Herr Knott akzeptierte, wenn auch widerwillig, ihre Entscheidung.
Als Herr Knott aus dem Krankenhaus entlassen wurde, lud seine Frau ihn zum Abendessen ein. Das neueröffnete Chinarestaurant fand großen Zuspruch. Plätze gab es nur auf Bestellung. Für Familie Knott war an diesem Abend ein Tisch reserviert.
Am nächsten Tag wollte Herr Knott unbedingt ins Tierheim, um seine Hündin zu begrüßen, doch seine Frau lehnte ab. Sie habe die Hündin verkauft, sagte sie. Sie will endlich wieder ein normales Familienleben führen. Mit dem Kauf dieser Hündin habe sie verstanden, dass es in ihrer Ehe anders werden müsse. Sie habe auch in den letzten Jahren gemerkt, dass ihre Kommunikation nicht die beste war. Aber durch den Hund wäre sie noch schlechter geworden. „Den Namen Hilde kann ich nicht mehr hören“, meinte sie. Sie werde sich aber ab sofort bemühen, dass sie nochmals ihre Flitterwochen erleben und sich so verliebt fühlen, wie am Anfang ihrer Ehe. Dem Wirt des Chinarestaurants habe dieser Hund gefallen und er habe auch gut dafür bezahlt. „Immerhin“, so Frau Knott, „konnte ich mir davon einen Friseurbesuch leisten. Und unser gestriges Abendessen war ein Dankeschön vom Wirt“.
Seine Hündin Hilde für einen Friseurbesuch und zwei Handvoll Chinanudeln mit Fleischbeilage zu verkaufen, ging es Knott durch den Kopf, das kann doch nicht wahr sein. Die Vorstellung, gestern seine Hündin gegessen zu haben, erzeugten wüste Bilder in seinem Hirn. Grelle Blitze schlugen in seinen Körper. Ihm wurde schwarz vor den Augen und speiübel. Er drohte zu erbrechen.
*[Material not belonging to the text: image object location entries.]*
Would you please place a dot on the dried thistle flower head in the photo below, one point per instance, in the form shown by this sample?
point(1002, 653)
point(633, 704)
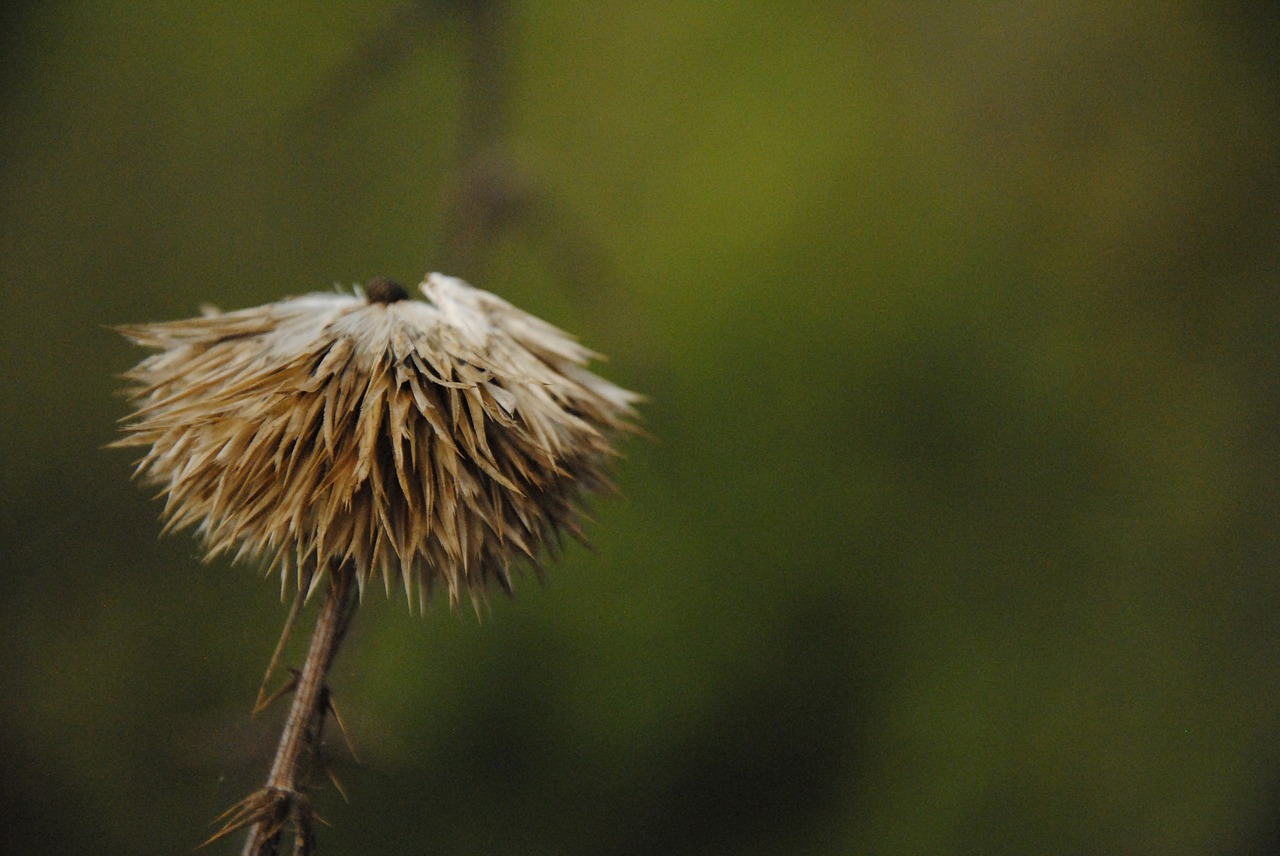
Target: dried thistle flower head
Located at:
point(438, 440)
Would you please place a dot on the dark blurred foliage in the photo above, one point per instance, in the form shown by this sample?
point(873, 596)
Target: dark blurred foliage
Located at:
point(959, 321)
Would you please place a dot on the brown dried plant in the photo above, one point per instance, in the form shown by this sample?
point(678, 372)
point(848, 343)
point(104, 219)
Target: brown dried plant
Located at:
point(346, 438)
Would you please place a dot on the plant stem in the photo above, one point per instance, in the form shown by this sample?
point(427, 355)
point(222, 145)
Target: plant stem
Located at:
point(306, 714)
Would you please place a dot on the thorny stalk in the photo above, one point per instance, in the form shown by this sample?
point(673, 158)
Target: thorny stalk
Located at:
point(282, 800)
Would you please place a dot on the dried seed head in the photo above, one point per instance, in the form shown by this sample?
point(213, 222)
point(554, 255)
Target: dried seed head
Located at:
point(424, 442)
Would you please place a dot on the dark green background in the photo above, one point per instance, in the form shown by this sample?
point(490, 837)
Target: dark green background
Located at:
point(959, 324)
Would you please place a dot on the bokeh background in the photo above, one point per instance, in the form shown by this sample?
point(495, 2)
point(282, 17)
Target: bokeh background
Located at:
point(959, 324)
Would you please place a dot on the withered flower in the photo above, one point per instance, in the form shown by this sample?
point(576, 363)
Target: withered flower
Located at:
point(424, 442)
point(350, 436)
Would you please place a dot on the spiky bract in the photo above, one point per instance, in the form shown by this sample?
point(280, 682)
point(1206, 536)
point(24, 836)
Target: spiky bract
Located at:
point(425, 442)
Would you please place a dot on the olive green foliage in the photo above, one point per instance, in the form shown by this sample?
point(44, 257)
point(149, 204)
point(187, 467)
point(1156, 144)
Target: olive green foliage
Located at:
point(958, 532)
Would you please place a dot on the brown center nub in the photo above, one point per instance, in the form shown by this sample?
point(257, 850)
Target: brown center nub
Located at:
point(383, 289)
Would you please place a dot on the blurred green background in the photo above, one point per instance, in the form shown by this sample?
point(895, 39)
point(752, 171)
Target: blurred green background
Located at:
point(959, 324)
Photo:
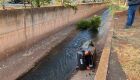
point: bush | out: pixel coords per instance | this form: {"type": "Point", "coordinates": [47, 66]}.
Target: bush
{"type": "Point", "coordinates": [93, 24]}
{"type": "Point", "coordinates": [83, 24]}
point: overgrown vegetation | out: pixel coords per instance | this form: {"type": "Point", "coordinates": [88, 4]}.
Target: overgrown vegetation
{"type": "Point", "coordinates": [83, 24]}
{"type": "Point", "coordinates": [117, 5]}
{"type": "Point", "coordinates": [70, 4]}
{"type": "Point", "coordinates": [93, 24]}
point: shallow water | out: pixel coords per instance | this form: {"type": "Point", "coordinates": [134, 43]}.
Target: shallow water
{"type": "Point", "coordinates": [61, 61]}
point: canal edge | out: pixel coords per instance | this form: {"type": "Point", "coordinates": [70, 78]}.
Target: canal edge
{"type": "Point", "coordinates": [102, 70]}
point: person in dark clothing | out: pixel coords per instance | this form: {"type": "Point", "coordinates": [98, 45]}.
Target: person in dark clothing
{"type": "Point", "coordinates": [88, 59]}
{"type": "Point", "coordinates": [133, 4]}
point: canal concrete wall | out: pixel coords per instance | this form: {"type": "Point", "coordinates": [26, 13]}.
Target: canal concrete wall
{"type": "Point", "coordinates": [23, 27]}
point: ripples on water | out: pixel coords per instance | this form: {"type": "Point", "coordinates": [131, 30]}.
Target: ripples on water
{"type": "Point", "coordinates": [62, 60]}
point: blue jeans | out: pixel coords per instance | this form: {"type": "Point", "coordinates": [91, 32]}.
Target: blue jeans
{"type": "Point", "coordinates": [131, 15]}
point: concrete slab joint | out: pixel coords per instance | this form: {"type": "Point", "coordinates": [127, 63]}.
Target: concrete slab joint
{"type": "Point", "coordinates": [102, 70]}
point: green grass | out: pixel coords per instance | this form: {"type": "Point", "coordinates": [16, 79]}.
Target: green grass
{"type": "Point", "coordinates": [114, 8]}
{"type": "Point", "coordinates": [93, 24]}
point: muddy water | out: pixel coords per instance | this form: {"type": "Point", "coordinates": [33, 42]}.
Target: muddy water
{"type": "Point", "coordinates": [61, 61]}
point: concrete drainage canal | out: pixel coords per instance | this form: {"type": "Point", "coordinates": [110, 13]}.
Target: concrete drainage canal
{"type": "Point", "coordinates": [62, 61]}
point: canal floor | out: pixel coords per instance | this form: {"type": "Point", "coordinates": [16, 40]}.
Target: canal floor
{"type": "Point", "coordinates": [62, 61]}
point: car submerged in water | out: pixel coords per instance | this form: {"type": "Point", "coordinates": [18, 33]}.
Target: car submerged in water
{"type": "Point", "coordinates": [86, 56]}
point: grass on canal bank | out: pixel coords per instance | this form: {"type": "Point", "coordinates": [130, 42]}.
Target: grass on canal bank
{"type": "Point", "coordinates": [93, 24]}
{"type": "Point", "coordinates": [126, 43]}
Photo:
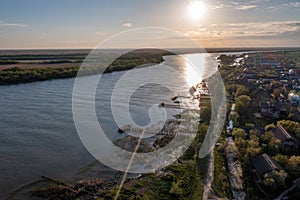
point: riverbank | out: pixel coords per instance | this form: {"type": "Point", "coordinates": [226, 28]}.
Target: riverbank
{"type": "Point", "coordinates": [25, 68]}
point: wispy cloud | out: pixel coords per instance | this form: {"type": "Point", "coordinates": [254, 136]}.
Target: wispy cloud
{"type": "Point", "coordinates": [100, 33]}
{"type": "Point", "coordinates": [3, 24]}
{"type": "Point", "coordinates": [246, 7]}
{"type": "Point", "coordinates": [243, 30]}
{"type": "Point", "coordinates": [127, 24]}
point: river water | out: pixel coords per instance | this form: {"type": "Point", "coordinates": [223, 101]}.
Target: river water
{"type": "Point", "coordinates": [37, 131]}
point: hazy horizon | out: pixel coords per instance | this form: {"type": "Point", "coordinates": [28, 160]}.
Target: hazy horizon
{"type": "Point", "coordinates": [77, 24]}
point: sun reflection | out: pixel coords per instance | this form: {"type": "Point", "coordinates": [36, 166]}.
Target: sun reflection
{"type": "Point", "coordinates": [194, 65]}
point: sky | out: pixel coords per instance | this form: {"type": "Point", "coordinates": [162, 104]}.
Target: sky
{"type": "Point", "coordinates": [56, 24]}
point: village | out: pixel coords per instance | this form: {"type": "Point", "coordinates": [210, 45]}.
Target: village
{"type": "Point", "coordinates": [263, 133]}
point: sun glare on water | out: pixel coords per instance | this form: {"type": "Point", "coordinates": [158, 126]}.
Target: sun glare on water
{"type": "Point", "coordinates": [196, 10]}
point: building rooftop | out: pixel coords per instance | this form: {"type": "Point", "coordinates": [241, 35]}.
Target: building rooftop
{"type": "Point", "coordinates": [265, 164]}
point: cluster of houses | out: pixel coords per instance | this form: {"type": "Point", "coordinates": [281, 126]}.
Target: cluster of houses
{"type": "Point", "coordinates": [259, 71]}
{"type": "Point", "coordinates": [265, 164]}
{"type": "Point", "coordinates": [255, 71]}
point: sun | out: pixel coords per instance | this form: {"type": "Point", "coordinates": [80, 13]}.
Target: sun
{"type": "Point", "coordinates": [196, 10]}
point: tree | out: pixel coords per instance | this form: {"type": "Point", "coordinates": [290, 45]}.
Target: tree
{"type": "Point", "coordinates": [239, 133]}
{"type": "Point", "coordinates": [271, 143]}
{"type": "Point", "coordinates": [294, 165]}
{"type": "Point", "coordinates": [269, 127]}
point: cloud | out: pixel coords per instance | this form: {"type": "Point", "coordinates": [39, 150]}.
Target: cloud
{"type": "Point", "coordinates": [127, 24]}
{"type": "Point", "coordinates": [246, 7]}
{"type": "Point", "coordinates": [3, 24]}
{"type": "Point", "coordinates": [244, 30]}
{"type": "Point", "coordinates": [100, 33]}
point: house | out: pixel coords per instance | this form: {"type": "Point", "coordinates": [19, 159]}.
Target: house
{"type": "Point", "coordinates": [265, 164]}
{"type": "Point", "coordinates": [249, 73]}
{"type": "Point", "coordinates": [269, 109]}
{"type": "Point", "coordinates": [287, 140]}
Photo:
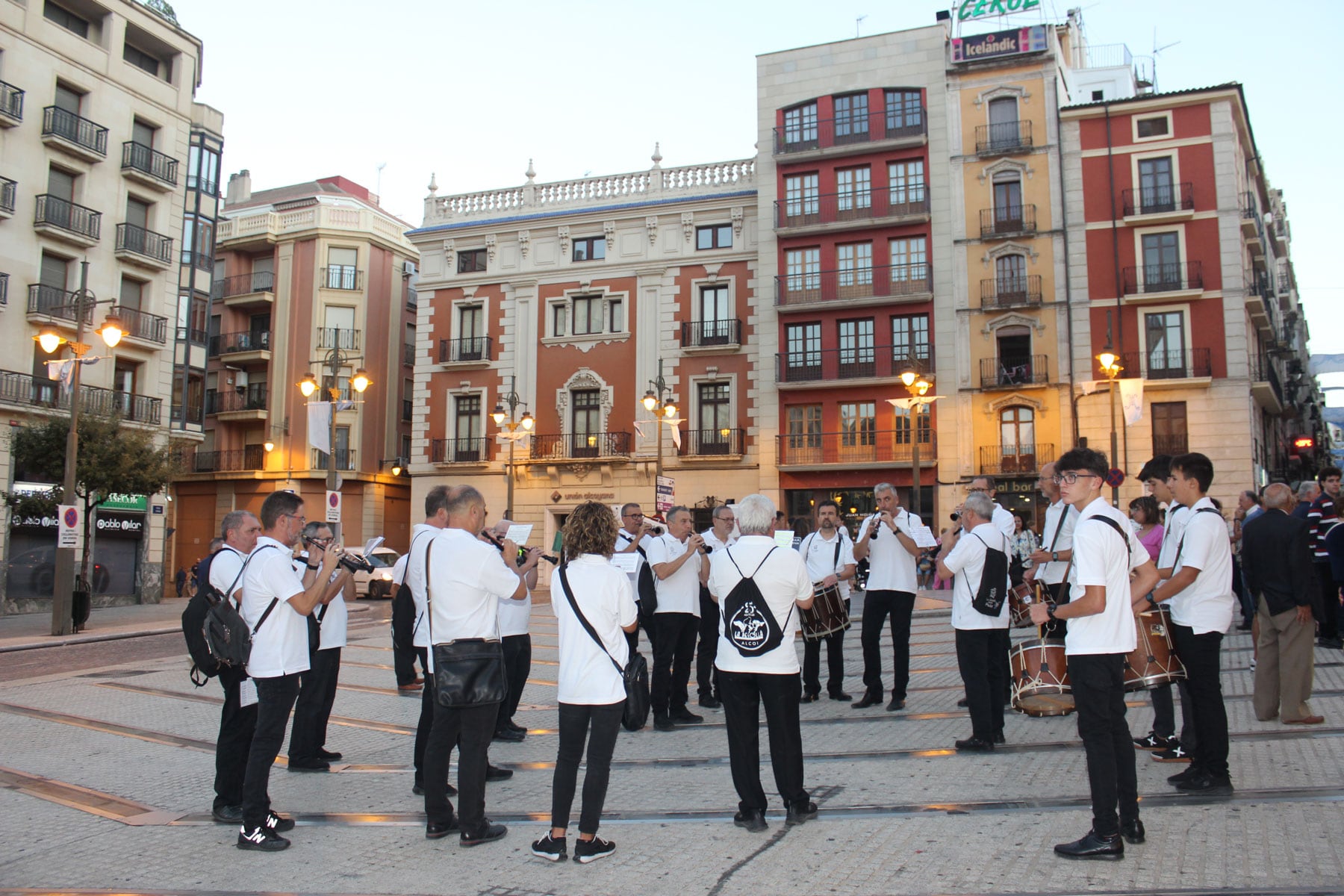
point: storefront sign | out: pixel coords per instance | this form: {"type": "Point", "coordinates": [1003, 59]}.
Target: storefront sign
{"type": "Point", "coordinates": [999, 43]}
{"type": "Point", "coordinates": [983, 8]}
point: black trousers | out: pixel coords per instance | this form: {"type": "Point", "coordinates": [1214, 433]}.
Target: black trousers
{"type": "Point", "coordinates": [706, 676]}
{"type": "Point", "coordinates": [1201, 656]}
{"type": "Point", "coordinates": [517, 667]}
{"type": "Point", "coordinates": [577, 721]}
{"type": "Point", "coordinates": [742, 695]}
{"type": "Point", "coordinates": [877, 606]}
{"type": "Point", "coordinates": [672, 652]}
{"type": "Point", "coordinates": [983, 660]}
{"type": "Point", "coordinates": [275, 699]}
{"type": "Point", "coordinates": [470, 729]}
{"type": "Point", "coordinates": [1098, 682]}
{"type": "Point", "coordinates": [235, 732]}
{"type": "Point", "coordinates": [316, 695]}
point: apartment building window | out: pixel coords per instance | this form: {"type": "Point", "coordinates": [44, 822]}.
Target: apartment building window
{"type": "Point", "coordinates": [589, 249]}
{"type": "Point", "coordinates": [470, 261]}
{"type": "Point", "coordinates": [800, 127]}
{"type": "Point", "coordinates": [853, 188]}
{"type": "Point", "coordinates": [858, 423]}
{"type": "Point", "coordinates": [851, 117]}
{"type": "Point", "coordinates": [714, 237]}
{"type": "Point", "coordinates": [804, 426]}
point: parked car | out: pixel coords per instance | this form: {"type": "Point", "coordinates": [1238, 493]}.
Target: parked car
{"type": "Point", "coordinates": [376, 585]}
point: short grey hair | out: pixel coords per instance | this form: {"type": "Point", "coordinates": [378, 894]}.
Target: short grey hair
{"type": "Point", "coordinates": [756, 514]}
{"type": "Point", "coordinates": [981, 505]}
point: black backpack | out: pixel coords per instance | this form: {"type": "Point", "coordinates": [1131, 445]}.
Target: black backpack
{"type": "Point", "coordinates": [747, 621]}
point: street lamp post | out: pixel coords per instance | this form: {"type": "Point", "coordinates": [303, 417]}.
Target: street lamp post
{"type": "Point", "coordinates": [62, 597]}
{"type": "Point", "coordinates": [335, 361]}
{"type": "Point", "coordinates": [511, 423]}
{"type": "Point", "coordinates": [663, 411]}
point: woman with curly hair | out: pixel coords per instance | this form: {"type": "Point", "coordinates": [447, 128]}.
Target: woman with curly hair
{"type": "Point", "coordinates": [591, 691]}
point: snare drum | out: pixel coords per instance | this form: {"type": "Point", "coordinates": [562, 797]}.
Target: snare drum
{"type": "Point", "coordinates": [1041, 679]}
{"type": "Point", "coordinates": [1152, 662]}
{"type": "Point", "coordinates": [827, 613]}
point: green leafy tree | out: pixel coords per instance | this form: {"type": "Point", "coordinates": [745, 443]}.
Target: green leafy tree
{"type": "Point", "coordinates": [112, 460]}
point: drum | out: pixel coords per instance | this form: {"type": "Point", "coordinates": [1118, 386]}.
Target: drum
{"type": "Point", "coordinates": [1041, 679]}
{"type": "Point", "coordinates": [827, 613]}
{"type": "Point", "coordinates": [1152, 662]}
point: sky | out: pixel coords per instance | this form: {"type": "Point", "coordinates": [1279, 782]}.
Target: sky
{"type": "Point", "coordinates": [470, 92]}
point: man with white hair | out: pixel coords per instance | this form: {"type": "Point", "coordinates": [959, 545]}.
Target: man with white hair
{"type": "Point", "coordinates": [759, 590]}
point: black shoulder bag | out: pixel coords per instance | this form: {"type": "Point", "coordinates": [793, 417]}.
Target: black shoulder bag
{"type": "Point", "coordinates": [468, 672]}
{"type": "Point", "coordinates": [635, 675]}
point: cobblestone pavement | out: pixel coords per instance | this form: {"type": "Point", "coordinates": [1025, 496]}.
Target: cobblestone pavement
{"type": "Point", "coordinates": [105, 786]}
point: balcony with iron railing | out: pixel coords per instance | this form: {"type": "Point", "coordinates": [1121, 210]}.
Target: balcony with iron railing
{"type": "Point", "coordinates": [860, 285]}
{"type": "Point", "coordinates": [578, 445]}
{"type": "Point", "coordinates": [722, 442]}
{"type": "Point", "coordinates": [859, 448]}
{"type": "Point", "coordinates": [470, 349]}
{"type": "Point", "coordinates": [721, 334]}
{"type": "Point", "coordinates": [1009, 292]}
{"type": "Point", "coordinates": [467, 450]}
{"type": "Point", "coordinates": [1007, 220]}
{"type": "Point", "coordinates": [833, 211]}
{"type": "Point", "coordinates": [1175, 277]}
{"type": "Point", "coordinates": [65, 220]}
{"type": "Point", "coordinates": [148, 166]}
{"type": "Point", "coordinates": [141, 326]}
{"type": "Point", "coordinates": [877, 127]}
{"type": "Point", "coordinates": [78, 136]}
{"type": "Point", "coordinates": [1014, 373]}
{"type": "Point", "coordinates": [144, 246]}
{"type": "Point", "coordinates": [1162, 199]}
{"type": "Point", "coordinates": [862, 363]}
{"type": "Point", "coordinates": [1003, 137]}
{"type": "Point", "coordinates": [1015, 460]}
Schnell nahm er seine Krücken, ging in die Toilette und erbrach sich. Knotts Sprachzentrum war gelähmt. Er fand keine Worte und konnte es nicht glauben, dass seine Frau ihm so etwas antun konnte. Er war traumatisiert.
Fortan lebte Herr Knott im Trance. Dreimal am Tag nahm Knott die Hundeleine vom Haken, seine Krücken unter den Arm und ging Gassi. Vorerst noch die kleine Runde, um sein kleines Geschäft zu erledigen. Wenn der Gips entfernt ist, und er sich in der Hockstellung sicher fühlt, wird er auch die große Runde gehen.